Use vovreconciled to Release Resources Unused by Jobs (NetworkComputer)


Occasionally, jobs request resources, but don't use them. For resources that are in short supply, this can prevent legitimate jobs from running, because the resources are unavailable. In this case, you must track down jobs that are requesting the resource, but not using them and then ask them to relinquish the resources. This is a very time-consuming process that does not guarantee success.

Runtime provides a way to handle this automatically, called "reconciliation." A daemon called vovreconciled runs periodically (loopTime). It checks jobs for unused resources and then removes them after a certain amount of time (revokeDelay). This is mainly used for licenses, because they are the most expensive and limited resources. The reconciliation can be set up for individual licenses or job classes or globally or all three.

To setup reconcialition, perform the following steps:

1. Create a configuration file in a vovreconciliation directory in the project swd directory.

2. Setup the vovreconcile daemon. 

3. The files you will need to setup and test vovreconciled are included at the bottom of this file.
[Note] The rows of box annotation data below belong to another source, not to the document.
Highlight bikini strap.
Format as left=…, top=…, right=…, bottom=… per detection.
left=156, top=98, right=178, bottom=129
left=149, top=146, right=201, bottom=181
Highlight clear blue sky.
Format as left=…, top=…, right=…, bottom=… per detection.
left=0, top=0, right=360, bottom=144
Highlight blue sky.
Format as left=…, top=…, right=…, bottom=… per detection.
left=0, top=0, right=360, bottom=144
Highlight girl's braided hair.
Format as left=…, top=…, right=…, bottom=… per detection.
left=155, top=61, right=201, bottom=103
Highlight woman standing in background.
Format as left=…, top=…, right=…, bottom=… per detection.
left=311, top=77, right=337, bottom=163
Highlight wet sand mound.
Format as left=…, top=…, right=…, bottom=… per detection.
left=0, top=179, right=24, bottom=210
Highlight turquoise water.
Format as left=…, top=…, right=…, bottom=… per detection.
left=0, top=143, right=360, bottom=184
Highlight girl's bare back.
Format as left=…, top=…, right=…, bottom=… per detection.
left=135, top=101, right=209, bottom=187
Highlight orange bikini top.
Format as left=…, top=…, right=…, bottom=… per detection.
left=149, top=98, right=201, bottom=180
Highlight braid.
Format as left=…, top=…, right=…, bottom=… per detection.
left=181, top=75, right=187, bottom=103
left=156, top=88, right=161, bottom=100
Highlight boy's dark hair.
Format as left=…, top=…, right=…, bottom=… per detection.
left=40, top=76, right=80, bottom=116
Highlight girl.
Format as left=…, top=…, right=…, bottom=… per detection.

You will need to perform the following steps: 

### setup and start vovreconciled
cd vnc.swd
mkdir vovreconciled
cp .../vovreconciled_config.tcl vovreconciled/config.tcl
cp .../start_vovreconciled.tcl autostart/start_vovreconciled.tcl

### you will also need to edit the resources.tcl file to disable the
### resources daemon license revocation by adding the following line.
echo "set RESD(doResRevoke) 0" >> ./resources.tcl

### stop and restart nc to start the vovreconciled daemon
ncmgr stop
ncmgr start
cd vnc.swd/vovreconciled
### look at the log file to make sure there are no errors running vovreconciled
more vovreconciled.log

### test vovreconciled is working
### create a test directory
mkdir ~/testdir
cd    ~/testdir
cp .../setupNC.csh .
cp .../test_vovreconciled1.csh .
chmod 755 setupNC.csh test_vovreconciled1.csh
### edit the setupNC.csh file to set paths and user ID's
### and the nc queue name for your site

### to run the test
./test_vovreconciled1.csh

The test will start a sleep job that runs for 10 minutes.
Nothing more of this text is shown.